Biogeographic relationships among nine montane areas of endemism across the transition zone between North and South America are analysed cladistically based on phylogenetic hypotheses of thirty‐three resident monophyletic taxa of insects, fish, reptiles, and plants.
Areas of endemism include the Arizona mountains (AZ), Sonoran Desert (SD), Sierra Madre Occidental (OCC), southern Sierra Madre Occidental (SOC), Sierra Madre Oriental (ORI), Sierra Transvolcanica (TRAN), Sierra Madre del Sur (SUR), Chiapan‐Guatemalan Highlands (CGH), and Talamancan Cordillera (TC).
Area relationships are summarized using Brooks Parsimony Analysis and Assumption 0, with the former resulting in more defensible biogeographic hypotheses.
Areas of endemism are dividable into two monophyletic groups; a northern group including AZ, SD, OCC, and ORI, and a southern group consisting of TC, CGH, TRAN, SUR, and the isolated southern regions of the Sierra Madre Occidental (SOC).

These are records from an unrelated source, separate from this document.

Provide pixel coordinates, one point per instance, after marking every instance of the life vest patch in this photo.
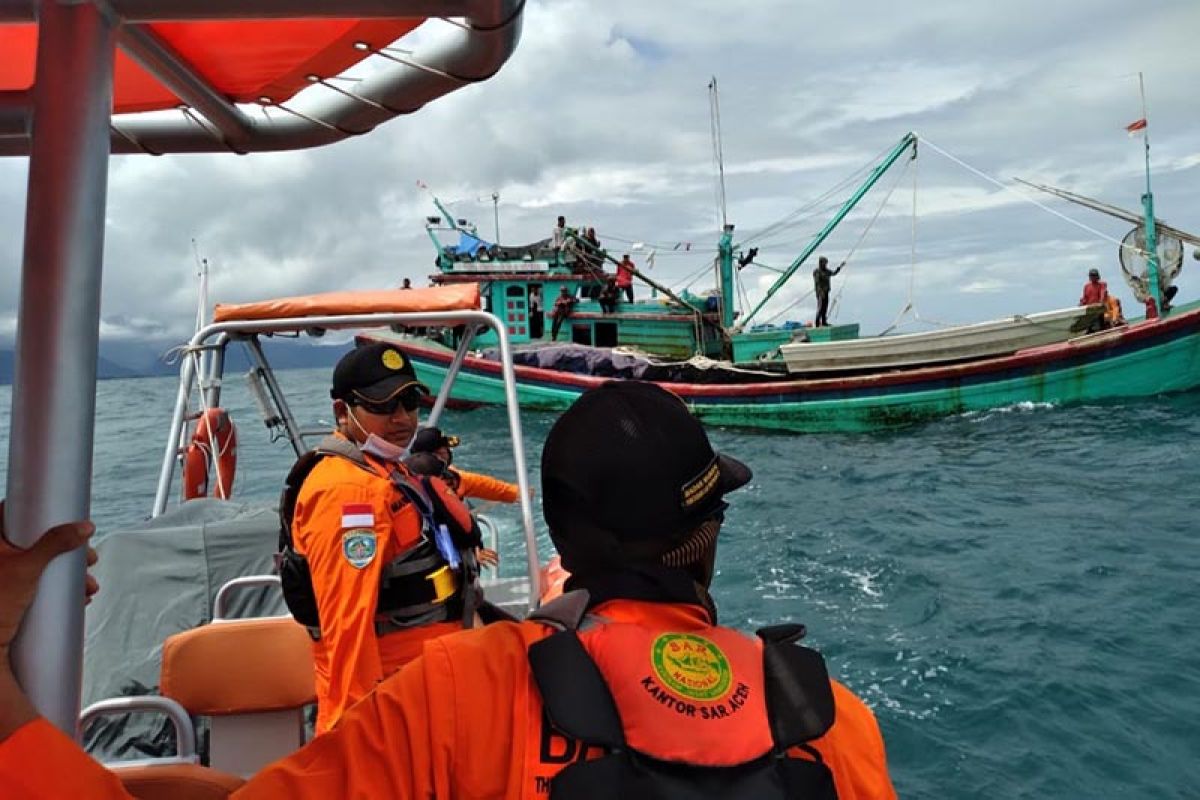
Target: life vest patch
(359, 547)
(691, 666)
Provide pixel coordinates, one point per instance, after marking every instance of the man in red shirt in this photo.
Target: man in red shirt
(1095, 290)
(625, 277)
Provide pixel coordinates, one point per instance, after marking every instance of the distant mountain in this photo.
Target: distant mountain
(145, 359)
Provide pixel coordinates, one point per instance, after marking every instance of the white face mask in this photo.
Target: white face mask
(375, 445)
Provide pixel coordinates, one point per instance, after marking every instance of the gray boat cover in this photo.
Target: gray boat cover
(606, 362)
(157, 579)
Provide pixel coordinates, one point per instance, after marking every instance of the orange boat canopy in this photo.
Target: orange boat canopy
(463, 296)
(246, 61)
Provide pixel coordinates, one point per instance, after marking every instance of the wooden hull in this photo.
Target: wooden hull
(959, 343)
(1139, 360)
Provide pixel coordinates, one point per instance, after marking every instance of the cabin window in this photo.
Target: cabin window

The northern set of areas are characterized by recent, probably Pleistocene, isolation and prevalent widespread species, whereas the southerly areas probably diverged after Pliocene closure of the Panamanian isthmus.
The southern areas are redundantly represented on many of the taxon‐area cladograms by endemic species, indicative of much higher levels of endemism in the Sierra Transvolcanica and further south.
Use of a general area cladogram in such a transition zone permits explicit exploration of biogeographic patterns and establishes a predictive framework for taxonomy and conservation prioritization.